Erik sah mich verblüfft an. »Das ist alles?«
»Ja. – Das heißt: Kann ich morgen mit ihm ins Kino?«
»Du willst was? Bist du verrückt geworden? Ich lass dich doch nicht mit so einem ins Kino!« Erik schnappte nach Luft.
»Was heißt denn mit ›so einem ‹?«, empörte ich mich mehr aus Gewohnheit.

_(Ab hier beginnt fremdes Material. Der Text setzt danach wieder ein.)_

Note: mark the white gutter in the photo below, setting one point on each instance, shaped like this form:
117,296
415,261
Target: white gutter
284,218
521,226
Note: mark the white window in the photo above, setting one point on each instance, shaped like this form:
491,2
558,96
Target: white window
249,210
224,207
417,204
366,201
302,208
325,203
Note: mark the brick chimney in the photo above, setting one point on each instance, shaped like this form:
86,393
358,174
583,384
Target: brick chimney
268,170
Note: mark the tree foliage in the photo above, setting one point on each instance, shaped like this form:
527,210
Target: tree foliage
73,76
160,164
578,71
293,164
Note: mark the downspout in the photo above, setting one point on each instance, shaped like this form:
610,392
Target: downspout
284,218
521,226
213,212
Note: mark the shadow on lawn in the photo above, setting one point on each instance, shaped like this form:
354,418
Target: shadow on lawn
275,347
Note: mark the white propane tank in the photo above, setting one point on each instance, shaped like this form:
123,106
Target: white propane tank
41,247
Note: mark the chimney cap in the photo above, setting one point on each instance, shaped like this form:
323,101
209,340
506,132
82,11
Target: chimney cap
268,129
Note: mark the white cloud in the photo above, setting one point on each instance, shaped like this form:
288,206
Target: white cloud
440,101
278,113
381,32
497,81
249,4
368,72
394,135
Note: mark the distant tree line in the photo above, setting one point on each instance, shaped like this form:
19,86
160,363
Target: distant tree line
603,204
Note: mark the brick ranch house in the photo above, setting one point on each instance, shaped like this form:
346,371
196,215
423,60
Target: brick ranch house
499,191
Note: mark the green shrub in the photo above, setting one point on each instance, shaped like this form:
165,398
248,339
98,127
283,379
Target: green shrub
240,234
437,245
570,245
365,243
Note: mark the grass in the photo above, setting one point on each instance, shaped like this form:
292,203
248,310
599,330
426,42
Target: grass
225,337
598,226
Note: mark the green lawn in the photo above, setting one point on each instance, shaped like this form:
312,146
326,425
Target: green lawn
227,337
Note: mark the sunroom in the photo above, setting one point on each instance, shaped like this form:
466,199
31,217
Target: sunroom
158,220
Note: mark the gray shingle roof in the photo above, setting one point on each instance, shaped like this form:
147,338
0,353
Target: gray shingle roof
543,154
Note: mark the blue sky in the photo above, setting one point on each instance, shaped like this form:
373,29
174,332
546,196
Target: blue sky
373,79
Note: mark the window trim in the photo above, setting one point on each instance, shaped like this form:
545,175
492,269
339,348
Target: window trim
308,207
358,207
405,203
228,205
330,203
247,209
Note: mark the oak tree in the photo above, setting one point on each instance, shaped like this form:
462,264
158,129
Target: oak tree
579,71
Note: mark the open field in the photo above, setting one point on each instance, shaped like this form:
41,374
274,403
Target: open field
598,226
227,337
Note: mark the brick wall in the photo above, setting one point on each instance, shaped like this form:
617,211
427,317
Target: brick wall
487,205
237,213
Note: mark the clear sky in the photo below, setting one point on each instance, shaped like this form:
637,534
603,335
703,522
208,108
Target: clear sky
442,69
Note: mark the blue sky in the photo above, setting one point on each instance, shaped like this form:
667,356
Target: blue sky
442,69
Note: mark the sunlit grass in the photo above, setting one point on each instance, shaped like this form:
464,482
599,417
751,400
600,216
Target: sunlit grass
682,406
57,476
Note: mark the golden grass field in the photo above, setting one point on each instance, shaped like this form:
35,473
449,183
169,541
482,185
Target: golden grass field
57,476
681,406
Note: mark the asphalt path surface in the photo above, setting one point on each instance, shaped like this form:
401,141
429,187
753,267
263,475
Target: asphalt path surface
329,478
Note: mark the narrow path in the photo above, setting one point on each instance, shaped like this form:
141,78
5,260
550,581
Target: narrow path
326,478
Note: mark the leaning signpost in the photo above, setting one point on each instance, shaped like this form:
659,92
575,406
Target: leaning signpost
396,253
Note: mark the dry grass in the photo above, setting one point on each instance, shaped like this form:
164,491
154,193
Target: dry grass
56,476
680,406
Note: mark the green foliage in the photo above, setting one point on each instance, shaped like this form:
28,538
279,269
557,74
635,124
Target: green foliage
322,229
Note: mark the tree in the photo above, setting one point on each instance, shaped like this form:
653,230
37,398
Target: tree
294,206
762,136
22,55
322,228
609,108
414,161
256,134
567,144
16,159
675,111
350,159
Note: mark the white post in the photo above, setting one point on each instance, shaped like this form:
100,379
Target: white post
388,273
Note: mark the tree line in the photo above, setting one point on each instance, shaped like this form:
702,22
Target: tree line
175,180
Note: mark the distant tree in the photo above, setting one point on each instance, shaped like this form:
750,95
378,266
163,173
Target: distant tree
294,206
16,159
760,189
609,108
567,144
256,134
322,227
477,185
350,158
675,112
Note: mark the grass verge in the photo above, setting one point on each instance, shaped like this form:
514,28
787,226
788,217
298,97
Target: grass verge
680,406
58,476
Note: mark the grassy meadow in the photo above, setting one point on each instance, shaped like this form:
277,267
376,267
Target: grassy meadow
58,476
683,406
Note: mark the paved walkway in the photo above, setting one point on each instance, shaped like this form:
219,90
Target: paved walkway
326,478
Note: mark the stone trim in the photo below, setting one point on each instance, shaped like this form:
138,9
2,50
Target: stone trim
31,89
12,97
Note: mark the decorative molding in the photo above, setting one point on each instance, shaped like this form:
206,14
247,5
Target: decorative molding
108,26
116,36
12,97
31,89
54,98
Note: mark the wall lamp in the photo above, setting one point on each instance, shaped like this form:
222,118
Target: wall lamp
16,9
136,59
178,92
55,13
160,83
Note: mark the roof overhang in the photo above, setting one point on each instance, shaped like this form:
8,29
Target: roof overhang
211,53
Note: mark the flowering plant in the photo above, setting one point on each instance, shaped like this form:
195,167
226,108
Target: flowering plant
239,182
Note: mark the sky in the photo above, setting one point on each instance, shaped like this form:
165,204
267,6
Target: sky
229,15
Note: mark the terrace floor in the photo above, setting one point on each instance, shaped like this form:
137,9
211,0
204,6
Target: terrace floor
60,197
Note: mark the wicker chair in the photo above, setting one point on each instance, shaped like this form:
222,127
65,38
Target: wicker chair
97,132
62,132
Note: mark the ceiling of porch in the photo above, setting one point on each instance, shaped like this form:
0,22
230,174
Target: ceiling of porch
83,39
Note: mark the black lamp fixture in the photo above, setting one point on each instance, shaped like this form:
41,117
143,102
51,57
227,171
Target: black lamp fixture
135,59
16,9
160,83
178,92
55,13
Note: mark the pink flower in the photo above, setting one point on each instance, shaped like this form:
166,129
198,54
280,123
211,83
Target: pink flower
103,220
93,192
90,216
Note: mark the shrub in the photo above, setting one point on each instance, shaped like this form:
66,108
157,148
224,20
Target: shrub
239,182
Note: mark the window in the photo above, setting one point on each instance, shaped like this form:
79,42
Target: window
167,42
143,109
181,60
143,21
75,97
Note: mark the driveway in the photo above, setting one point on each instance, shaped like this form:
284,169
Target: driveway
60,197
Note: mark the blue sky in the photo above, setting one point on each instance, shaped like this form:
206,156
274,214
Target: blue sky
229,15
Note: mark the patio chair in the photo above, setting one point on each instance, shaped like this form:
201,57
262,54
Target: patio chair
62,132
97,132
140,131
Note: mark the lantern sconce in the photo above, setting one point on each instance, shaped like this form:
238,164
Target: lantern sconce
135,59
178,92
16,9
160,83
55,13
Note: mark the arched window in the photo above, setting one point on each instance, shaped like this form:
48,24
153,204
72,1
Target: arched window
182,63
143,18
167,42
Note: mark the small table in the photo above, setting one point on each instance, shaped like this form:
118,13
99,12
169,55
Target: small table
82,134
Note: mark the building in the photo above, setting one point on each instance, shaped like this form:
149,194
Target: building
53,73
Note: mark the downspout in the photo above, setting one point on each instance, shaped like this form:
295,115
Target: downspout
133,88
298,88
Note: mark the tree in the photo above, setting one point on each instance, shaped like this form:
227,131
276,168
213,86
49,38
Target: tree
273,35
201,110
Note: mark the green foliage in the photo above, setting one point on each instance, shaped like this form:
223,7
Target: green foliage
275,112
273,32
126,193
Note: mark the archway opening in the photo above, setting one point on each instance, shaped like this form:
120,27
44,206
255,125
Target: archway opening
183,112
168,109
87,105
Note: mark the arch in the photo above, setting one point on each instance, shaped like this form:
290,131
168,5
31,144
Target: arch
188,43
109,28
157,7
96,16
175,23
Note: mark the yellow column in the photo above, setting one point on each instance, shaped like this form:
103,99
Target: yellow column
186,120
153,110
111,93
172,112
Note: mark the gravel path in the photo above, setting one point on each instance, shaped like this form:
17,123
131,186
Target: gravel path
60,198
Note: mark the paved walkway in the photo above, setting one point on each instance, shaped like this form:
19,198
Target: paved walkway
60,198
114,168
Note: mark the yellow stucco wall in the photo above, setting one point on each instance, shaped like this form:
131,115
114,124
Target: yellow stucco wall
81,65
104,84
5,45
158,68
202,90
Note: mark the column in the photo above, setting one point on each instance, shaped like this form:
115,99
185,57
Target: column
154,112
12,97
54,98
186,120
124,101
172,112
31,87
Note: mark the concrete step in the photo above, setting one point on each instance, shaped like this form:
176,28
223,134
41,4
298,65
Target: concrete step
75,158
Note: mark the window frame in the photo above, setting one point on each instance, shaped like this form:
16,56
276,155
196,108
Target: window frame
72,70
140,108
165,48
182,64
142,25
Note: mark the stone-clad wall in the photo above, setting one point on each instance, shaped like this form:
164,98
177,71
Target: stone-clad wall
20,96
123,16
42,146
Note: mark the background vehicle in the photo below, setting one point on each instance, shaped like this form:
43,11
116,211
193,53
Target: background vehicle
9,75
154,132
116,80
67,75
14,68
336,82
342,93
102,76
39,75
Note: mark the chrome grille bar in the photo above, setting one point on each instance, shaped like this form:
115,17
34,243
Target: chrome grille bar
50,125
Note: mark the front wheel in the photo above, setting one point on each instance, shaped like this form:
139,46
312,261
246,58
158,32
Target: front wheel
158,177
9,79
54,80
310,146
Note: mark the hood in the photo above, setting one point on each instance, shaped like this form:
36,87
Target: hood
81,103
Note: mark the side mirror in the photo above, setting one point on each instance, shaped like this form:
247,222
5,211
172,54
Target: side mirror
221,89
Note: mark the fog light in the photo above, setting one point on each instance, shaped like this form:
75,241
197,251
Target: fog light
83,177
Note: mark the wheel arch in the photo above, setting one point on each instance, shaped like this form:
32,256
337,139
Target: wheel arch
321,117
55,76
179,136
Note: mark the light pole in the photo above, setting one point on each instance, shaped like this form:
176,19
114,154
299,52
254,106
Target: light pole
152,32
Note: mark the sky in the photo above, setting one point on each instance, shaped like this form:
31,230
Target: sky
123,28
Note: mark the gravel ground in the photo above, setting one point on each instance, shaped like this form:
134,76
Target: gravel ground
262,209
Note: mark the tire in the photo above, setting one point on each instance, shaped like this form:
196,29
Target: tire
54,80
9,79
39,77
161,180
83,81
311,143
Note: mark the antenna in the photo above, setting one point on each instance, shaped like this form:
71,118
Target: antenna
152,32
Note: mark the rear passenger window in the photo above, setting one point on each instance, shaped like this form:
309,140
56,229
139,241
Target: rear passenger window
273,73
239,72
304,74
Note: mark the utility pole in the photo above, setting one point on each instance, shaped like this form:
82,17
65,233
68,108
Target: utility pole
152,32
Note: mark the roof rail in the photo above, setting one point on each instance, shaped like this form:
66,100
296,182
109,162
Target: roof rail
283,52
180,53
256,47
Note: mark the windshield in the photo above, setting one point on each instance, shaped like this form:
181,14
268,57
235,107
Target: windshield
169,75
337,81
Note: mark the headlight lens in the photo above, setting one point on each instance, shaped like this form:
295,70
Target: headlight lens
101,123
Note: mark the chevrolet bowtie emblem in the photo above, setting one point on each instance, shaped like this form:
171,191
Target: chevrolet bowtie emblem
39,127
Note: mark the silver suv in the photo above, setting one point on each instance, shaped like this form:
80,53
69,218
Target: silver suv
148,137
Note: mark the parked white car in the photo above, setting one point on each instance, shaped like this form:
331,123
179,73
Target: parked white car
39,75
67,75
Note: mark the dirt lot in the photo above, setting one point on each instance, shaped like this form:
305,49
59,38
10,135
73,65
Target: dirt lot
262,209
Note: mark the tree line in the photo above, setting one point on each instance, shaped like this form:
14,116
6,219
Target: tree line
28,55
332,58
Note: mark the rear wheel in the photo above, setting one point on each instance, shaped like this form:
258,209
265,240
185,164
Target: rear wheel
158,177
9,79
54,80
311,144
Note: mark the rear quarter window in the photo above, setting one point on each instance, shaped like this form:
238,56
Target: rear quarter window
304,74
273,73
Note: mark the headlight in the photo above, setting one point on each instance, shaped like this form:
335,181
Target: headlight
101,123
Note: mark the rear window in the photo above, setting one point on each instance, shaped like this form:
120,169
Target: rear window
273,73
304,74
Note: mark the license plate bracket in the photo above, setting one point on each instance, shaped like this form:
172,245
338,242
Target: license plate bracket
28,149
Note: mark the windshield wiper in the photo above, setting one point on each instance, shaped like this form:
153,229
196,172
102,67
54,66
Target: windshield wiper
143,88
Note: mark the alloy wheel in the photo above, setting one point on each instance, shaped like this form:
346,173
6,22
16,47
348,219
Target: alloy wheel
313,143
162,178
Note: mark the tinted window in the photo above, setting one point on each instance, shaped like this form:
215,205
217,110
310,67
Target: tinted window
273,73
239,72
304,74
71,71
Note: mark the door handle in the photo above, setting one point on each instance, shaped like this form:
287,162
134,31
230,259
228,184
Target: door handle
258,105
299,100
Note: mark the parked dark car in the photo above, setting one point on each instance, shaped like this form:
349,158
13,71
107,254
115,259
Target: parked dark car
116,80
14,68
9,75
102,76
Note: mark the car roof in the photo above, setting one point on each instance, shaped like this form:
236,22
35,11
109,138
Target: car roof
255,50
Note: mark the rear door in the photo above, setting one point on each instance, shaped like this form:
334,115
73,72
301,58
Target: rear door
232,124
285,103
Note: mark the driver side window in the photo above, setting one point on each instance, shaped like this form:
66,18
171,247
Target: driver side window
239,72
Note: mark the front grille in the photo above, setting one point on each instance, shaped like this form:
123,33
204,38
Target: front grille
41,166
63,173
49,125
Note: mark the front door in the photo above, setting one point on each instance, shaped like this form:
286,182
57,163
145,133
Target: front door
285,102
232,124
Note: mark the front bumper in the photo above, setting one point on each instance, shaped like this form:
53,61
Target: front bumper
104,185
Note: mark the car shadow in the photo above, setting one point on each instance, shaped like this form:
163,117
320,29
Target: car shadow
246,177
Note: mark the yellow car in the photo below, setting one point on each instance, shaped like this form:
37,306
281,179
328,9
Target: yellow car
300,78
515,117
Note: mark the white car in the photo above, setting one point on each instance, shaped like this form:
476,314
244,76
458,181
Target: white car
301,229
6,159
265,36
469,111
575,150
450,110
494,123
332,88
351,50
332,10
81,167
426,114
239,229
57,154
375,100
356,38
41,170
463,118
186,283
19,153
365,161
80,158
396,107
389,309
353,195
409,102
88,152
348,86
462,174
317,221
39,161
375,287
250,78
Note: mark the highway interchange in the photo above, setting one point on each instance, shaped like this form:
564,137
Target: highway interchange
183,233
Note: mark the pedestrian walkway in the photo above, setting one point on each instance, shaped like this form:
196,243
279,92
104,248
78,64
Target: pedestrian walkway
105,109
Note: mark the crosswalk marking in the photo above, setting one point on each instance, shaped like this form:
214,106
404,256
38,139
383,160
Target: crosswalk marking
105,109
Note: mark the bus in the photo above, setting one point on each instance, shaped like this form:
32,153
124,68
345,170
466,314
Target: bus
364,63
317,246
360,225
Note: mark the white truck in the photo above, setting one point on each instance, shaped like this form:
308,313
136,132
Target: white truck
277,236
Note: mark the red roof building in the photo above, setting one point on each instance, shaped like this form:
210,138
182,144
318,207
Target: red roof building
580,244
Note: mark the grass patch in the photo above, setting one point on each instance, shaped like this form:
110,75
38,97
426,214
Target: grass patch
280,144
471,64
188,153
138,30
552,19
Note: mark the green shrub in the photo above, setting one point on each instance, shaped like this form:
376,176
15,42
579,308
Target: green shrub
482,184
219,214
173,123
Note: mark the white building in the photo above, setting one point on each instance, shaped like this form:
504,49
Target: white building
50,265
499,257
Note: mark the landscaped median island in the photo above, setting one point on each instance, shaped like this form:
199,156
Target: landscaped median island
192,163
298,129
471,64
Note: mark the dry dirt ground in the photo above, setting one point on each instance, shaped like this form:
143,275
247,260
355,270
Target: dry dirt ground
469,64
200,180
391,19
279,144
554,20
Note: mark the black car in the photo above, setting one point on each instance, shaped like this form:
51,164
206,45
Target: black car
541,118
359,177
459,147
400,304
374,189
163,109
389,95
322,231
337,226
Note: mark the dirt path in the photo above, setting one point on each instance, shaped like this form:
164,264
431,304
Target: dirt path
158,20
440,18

Erik wurde verlegen. »Ich meine, mit jemandem, der so viel älter ist als du.«
»Ach so«, sagte ich. »Also nicht?«
»Kein Kino. Kommt nicht infrage.« Erik hatte die Arme vor der Brust verschränkt.
»Okay.«
»Okay?«, echote Erik ungläubig.
»Ja, okay«, erwiderte ich und ging die Treppe hoch. Auf halbem Weg drehte ich mich um. »Aber ich schulde ihm einen Gefallen, Erik.«
»Warum?«
»Is’ doch egal.«
»Ist es nicht.«
»Ich hatte Ärger in der Schule und er hat mir geholfen.«
»Wieso hattest du Ärger?«
»Okay, ich sag ihm ab«, beendete ich genervt das Verhör. Ich ging in mein Zimmer und wählte Jonas’ Nummer.
»Kann man nichts machen, wenn deine Eltern es verbieten.« Jonas schien nicht ganz so enttäuscht zu sein, wie ich befürchtet hatte.
»Tut mir leid.«
»Kannst ja nix ’für. – Wann wirst du achtzehn?«, wollte er wissen.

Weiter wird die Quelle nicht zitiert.